|
Ricardo Villarreal, en Acariciando la
muerte, invita a tomar conciencia de nuestra incapacidad de respetar al prójimo
· Desde el 27 de septiembre en el
Telón de asfalto
· Escrita y dirigida por Alejandro Celia
Con la idea de invitar al espectador a descubrir la parte insensible que
todos llevamos dentro, ante lo que por evidente ocultamos; y que a través
de la risa nos reflejemos como seres humanos infinitamente crueles,
Ricardo Villarreal estrenará este 27 de septiembre Acariciando la muerte,
espectáculo unipersonal de la autoría y la dirección de Alejandro
Celia, teniendo como escenario el Telón de asfalto.
Tomando un tema sociológico como base (la incapacidad de respetar al prójimo),
Villarreal y Celia abordarán en escena varios conflictos internos que, a
través del espectáculo y de una acción catártica (liberadora),
propiciarán que el espectador se libere de sus propios conflictos y los
canalice a través de su propio acto de conciencia.
“Queremos que la gente que vea este espectáculo tome conciencia de que
Acariciando la muerte es el reflejo de una sociedad en decadencia y, si se
puede, invitarlos a mejorar sus conductas y sensibilizarlos para tomar un
camino diferente frente a quienes no tienen la misma suerte que nosotros”,
afirma Ricardo Villarreal a quien recordamos por su participación en
montajes como Los ojos del hombre, Secretos en la oscuridad, Expreso
Astral, La casa de Bernarda Alba, El fantasma de la ópera, Jesucristo
Superestrella, El Full Monty y Fiebre de sábado por la noche.
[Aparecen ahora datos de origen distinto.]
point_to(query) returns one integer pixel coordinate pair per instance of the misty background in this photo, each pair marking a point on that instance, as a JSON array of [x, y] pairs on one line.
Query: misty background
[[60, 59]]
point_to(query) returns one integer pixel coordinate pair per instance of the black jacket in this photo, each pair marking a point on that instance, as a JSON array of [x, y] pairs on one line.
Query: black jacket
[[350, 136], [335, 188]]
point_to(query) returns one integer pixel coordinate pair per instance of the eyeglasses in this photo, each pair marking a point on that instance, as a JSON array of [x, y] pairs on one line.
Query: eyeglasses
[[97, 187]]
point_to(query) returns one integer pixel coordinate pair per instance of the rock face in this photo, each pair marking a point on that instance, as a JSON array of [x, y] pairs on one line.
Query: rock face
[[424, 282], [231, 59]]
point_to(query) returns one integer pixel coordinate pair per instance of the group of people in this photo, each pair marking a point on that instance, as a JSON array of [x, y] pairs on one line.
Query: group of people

Más que aprovechar el teatro para dar cualquier tipo de sermón moralista,
afirma Villarreal, lo que se pretende con Acariciando la muerte difundir
el gusto por el teatro y “sembrar en cada persona los valores del ser
humano. Pero no queremos dar cátedra de nada; simplemente estamos
mostrando un caso como cualquiera lo que puede suceder cuando no tenemos
una conducta muy buena que digamos, en lo que a conciencia se refiere”.
En su trama Acariciando la muerte nos presenta a Ricardo Licona, un
adolescente que vive con su madre en un apartamento de bajo nivel económico
de la Ciudad de México, cuya manutención depende del estado mediante
cheques de pensionados. Sin motivo aparente más que el de contar su
historia, nos muestra el cúmulo de frustraciones, ascos y vergüenzas que
sufre por tener una madre minusválida y como, a través de las drogas y
el alcohol, encuentra una “salida” a sus conflictos y como destruye a
su madre junto a él.
La historia es narrada en orden cronológico, comenzando desde la gestación,
pasando por la etapa infantil y la adolescencia, mostrando el terrible daño
moral y ¿por qué no? mental que este joven provoca en su madre, logrando
consecuencias de gravedad para ambos. Acariciando la muerte es un espectáculo
de buen teatro y, tanto su creador-director y su protagonista-productor,
están seguros de incitar a los jóvenes a que asistan al teatro y de
crear un sentimiento de conciencia a todas las familias mexicanas.